Hong Kong-based CDH Investments has closed its latest private equity fund oversubscribed on $2.55 billion – less than a year after its launch, CDH has confirmed.
The firm revealed to Private Equity International that the final fund documents were signed late on Friday.
The vehicle, CDH's fifth of its kind, was originally targeting $2 billion to invest in Greater China, with a $2.5 billion hard cap.
While CDH declined to comment on specifics, a source close to the matter told PEI that the firm went back to LPs to allow a further $50 million into the fund to accommodate the high demand from investors.
Ultimately, the fund closed with around 60 LPs altogether, though some had to be cut out at the last minute.
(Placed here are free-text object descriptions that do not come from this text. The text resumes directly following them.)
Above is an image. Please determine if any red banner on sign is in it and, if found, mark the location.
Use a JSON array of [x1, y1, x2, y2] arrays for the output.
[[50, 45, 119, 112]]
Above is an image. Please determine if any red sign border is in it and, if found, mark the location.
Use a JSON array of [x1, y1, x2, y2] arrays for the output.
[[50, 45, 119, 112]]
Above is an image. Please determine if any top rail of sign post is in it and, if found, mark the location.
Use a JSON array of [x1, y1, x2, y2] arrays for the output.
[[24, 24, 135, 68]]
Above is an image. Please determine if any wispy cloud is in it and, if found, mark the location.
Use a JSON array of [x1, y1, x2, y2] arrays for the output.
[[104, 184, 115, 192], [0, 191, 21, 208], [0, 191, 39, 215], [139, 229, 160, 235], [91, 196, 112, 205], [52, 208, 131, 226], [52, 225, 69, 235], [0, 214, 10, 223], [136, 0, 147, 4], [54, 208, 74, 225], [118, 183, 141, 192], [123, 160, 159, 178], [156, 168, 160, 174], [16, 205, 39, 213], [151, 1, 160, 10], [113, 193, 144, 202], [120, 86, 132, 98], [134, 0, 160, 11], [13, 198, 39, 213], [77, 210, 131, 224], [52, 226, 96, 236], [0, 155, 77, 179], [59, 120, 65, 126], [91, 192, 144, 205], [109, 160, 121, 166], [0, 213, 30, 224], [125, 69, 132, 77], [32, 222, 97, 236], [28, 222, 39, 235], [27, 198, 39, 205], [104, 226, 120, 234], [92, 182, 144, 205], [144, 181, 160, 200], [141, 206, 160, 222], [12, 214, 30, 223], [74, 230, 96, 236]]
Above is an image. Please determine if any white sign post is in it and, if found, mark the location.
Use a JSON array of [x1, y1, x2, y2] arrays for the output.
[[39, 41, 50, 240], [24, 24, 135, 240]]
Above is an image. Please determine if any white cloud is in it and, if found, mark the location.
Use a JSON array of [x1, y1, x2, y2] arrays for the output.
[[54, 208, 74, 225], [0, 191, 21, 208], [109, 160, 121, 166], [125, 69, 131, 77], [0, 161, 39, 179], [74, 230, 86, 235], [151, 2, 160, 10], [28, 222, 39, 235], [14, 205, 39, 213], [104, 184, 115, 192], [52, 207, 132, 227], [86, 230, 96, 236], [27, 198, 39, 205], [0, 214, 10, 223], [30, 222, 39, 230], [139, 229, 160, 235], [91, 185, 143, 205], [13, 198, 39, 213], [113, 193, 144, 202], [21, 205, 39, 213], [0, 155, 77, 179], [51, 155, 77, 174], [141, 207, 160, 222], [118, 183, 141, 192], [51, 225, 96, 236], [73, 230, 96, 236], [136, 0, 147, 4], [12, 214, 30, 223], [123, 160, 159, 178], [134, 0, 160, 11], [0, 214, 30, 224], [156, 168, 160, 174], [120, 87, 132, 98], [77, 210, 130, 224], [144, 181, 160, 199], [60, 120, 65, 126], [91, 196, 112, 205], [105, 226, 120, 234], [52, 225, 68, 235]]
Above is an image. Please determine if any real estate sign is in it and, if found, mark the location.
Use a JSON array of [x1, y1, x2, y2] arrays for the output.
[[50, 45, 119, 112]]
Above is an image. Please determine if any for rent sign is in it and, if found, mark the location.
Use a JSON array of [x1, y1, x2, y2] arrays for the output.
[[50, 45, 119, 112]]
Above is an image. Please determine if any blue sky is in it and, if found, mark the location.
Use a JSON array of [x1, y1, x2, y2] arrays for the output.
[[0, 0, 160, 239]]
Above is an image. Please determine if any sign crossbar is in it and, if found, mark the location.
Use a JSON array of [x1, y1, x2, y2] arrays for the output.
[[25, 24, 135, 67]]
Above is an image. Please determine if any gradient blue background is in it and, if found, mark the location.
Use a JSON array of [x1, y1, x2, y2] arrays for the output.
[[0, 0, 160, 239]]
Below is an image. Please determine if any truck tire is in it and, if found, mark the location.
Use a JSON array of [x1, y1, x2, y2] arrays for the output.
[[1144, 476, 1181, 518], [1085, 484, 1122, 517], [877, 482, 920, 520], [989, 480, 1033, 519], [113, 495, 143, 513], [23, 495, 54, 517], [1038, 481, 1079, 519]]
The vehicle would have reached $3 billion had all investor commitments been accepted, the source said.
The new vehicle launched and made a first close on about $800 million in February 2013, quickly raising more than $200 million in commitments shortly after, PEI reported earlier.
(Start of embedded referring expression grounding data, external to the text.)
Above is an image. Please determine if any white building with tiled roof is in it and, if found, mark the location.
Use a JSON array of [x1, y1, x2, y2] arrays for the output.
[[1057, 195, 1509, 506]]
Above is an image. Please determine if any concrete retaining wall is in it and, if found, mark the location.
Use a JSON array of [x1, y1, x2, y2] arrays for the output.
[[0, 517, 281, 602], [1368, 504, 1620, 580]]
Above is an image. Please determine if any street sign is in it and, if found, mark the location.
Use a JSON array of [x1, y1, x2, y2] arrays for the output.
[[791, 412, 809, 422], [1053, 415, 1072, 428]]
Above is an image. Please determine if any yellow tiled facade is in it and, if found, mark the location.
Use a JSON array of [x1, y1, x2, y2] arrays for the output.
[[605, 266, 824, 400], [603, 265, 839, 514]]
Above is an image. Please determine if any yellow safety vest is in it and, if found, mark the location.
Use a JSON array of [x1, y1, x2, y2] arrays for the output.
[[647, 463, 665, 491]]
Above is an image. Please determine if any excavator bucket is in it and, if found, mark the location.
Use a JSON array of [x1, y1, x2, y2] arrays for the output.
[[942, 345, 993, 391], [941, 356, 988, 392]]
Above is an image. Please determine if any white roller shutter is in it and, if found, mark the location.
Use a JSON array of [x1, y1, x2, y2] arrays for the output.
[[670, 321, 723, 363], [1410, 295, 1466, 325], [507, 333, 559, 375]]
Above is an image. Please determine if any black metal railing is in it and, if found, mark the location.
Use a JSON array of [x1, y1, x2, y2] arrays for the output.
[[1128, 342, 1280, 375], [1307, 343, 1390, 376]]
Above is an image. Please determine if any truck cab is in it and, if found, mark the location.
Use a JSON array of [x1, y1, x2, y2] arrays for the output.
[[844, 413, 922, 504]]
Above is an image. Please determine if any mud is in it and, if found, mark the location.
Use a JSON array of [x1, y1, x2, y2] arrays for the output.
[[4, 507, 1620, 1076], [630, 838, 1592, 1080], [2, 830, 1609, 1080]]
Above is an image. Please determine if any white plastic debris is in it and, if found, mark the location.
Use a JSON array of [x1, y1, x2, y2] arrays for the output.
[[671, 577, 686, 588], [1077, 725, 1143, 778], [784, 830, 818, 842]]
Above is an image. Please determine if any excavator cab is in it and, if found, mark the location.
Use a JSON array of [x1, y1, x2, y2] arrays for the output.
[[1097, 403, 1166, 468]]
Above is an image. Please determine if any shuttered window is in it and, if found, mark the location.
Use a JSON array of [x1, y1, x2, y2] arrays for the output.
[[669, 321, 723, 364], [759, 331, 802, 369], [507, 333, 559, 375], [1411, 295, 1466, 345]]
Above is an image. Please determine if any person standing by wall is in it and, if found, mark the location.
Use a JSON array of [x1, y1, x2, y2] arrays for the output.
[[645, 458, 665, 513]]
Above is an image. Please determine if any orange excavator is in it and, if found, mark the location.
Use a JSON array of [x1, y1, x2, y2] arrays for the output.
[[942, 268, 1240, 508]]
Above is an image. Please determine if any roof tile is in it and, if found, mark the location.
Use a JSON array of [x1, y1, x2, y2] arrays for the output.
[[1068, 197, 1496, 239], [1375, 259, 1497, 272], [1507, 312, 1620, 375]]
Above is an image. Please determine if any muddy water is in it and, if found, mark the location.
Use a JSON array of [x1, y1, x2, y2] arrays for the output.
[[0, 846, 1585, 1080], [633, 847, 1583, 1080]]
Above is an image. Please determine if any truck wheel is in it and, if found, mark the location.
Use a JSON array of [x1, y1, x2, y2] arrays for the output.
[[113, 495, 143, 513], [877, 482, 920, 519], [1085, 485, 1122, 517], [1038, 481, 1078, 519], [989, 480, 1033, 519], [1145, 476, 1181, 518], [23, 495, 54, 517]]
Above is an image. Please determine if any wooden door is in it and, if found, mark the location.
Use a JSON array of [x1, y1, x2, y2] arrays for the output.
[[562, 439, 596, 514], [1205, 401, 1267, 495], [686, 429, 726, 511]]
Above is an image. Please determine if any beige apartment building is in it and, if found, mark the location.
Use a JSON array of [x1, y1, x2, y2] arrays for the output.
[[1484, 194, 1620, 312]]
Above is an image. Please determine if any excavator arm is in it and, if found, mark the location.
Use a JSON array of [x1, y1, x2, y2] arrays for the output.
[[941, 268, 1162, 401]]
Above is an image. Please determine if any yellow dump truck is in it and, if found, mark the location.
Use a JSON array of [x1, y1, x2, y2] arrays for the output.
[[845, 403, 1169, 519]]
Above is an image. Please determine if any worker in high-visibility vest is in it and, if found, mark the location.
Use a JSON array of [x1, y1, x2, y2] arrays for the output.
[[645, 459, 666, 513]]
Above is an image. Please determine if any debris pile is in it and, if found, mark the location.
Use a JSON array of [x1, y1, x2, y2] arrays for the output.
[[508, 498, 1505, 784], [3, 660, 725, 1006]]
“I think it has been a challenging fundraise throughout. [But] the way CDH invests, as an opportunistic investor, people like that and historically the firm has made more money in tougher times than good times and people recognise that,” PEI’s source explained.
LPs in the fund include pension funds, endowments and sovereign wealth funds, evenly split between the US, Asia and Europe and the Middle East. Most of the LPs from CDH's previous $1.5 billion fund re-upped, though the increased size of the new fund allowed the firm to accommodate new investors.
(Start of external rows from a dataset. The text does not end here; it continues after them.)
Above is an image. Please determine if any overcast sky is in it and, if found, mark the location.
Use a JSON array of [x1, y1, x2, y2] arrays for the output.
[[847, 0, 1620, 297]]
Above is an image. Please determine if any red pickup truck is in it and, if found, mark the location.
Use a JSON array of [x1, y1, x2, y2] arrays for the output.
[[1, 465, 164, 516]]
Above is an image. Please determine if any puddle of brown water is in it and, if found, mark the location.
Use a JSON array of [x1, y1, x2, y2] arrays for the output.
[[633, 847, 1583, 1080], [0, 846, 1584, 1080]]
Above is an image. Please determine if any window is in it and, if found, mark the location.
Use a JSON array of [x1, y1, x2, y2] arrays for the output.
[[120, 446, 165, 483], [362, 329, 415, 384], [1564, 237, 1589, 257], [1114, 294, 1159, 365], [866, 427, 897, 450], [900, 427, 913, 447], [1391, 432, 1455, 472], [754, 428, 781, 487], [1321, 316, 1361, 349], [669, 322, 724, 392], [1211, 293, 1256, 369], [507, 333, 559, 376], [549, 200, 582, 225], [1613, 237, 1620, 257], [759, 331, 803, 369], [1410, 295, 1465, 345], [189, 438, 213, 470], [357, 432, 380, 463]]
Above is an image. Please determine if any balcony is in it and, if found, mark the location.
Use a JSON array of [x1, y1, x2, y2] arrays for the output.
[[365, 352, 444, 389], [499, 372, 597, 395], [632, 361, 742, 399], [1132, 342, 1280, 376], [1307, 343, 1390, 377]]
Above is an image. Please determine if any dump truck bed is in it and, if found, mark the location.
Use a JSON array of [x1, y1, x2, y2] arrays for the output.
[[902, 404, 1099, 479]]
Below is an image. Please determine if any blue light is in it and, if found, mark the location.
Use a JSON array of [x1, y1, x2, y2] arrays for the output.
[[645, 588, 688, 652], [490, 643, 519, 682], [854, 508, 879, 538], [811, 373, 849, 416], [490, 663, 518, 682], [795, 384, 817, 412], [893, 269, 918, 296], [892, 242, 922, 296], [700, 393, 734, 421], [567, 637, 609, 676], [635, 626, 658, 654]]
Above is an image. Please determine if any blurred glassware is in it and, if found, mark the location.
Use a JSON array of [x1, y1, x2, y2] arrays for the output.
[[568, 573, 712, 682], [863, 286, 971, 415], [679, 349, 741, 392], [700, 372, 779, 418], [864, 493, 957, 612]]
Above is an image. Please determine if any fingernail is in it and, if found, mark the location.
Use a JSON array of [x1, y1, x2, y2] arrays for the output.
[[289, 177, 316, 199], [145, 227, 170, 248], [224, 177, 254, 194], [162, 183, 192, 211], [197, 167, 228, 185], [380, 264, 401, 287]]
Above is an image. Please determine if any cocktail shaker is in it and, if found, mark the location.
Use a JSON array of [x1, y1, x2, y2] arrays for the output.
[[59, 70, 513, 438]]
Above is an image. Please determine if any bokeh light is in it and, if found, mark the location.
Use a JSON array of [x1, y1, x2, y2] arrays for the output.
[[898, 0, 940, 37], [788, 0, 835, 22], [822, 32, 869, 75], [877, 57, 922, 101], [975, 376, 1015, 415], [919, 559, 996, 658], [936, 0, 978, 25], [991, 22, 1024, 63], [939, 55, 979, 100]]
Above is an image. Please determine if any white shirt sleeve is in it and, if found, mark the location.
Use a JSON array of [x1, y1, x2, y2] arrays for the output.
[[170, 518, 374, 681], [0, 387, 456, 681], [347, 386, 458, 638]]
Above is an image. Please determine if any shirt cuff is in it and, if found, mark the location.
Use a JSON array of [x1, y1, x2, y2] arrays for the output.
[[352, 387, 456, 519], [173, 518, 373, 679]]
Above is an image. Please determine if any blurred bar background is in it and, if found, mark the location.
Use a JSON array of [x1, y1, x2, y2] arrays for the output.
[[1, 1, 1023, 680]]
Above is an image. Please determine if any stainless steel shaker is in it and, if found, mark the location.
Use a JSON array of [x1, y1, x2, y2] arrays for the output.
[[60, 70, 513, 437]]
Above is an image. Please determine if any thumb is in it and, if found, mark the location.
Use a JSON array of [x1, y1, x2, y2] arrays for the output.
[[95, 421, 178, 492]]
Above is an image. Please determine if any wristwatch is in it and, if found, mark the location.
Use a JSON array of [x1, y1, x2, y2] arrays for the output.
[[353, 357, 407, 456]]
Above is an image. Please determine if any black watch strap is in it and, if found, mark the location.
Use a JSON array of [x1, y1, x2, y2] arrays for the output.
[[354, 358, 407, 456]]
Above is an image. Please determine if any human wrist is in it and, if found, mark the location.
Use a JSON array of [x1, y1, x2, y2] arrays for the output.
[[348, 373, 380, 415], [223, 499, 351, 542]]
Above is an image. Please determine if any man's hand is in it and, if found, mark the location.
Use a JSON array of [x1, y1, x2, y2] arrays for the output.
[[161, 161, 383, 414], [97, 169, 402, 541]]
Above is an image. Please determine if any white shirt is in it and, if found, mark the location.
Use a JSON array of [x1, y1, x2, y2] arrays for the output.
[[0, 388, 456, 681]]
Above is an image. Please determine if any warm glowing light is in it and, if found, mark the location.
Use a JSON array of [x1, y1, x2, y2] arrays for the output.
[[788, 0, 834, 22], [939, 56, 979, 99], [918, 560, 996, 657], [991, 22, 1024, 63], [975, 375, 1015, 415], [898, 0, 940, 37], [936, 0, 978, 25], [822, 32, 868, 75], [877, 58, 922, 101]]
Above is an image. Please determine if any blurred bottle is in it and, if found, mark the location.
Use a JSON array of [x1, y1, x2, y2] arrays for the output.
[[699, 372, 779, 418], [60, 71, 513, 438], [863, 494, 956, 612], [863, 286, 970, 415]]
Asia Alternatives, LGT Capital Partners and long-standing supporter of CDH, the Government of Singapore Investment Corporation, are confirmed investors in the vehicle.
Foreign investors feel increasingly at ease investing into China via country managers, rather than just global or pan-regional funds, PEI's source added.
“LPs are now getting comfortable investing directly with [China funds] and there are a handful of institutional GPs like CDH who people are comfortable with. It is also from a portfolio construction perspective: [LPs] want to have a direct allocation to China so they know they are getting exposure to China,” which is not the case with a pan-regional fund.
He added that investors stressed that the fund remain focused on China, despite CDH having a 10 percent tranche in the vehicle that allows for opportunistic investment in other Asian countries as long as the deal has a China angle.
CDH has returned over $1 billion to investors over the past 12 months, PEI’s source said, no doubt motivating investors to commit to its latest offering.
It is also planning an IPO in Hong Kong for portfolio company Shuanghui International, the Chinese pork producer that last year acquired US pork maker Smithfield Foods in a high-profile $4.7 billion deal.
The firm declined to comment on the anticipated exit, but media has widely reported that Shuanghui will likely list in Hong Kong in a deal that could be worth up to $6 billion – one of Hong Kong’s largest IPOs in recent times.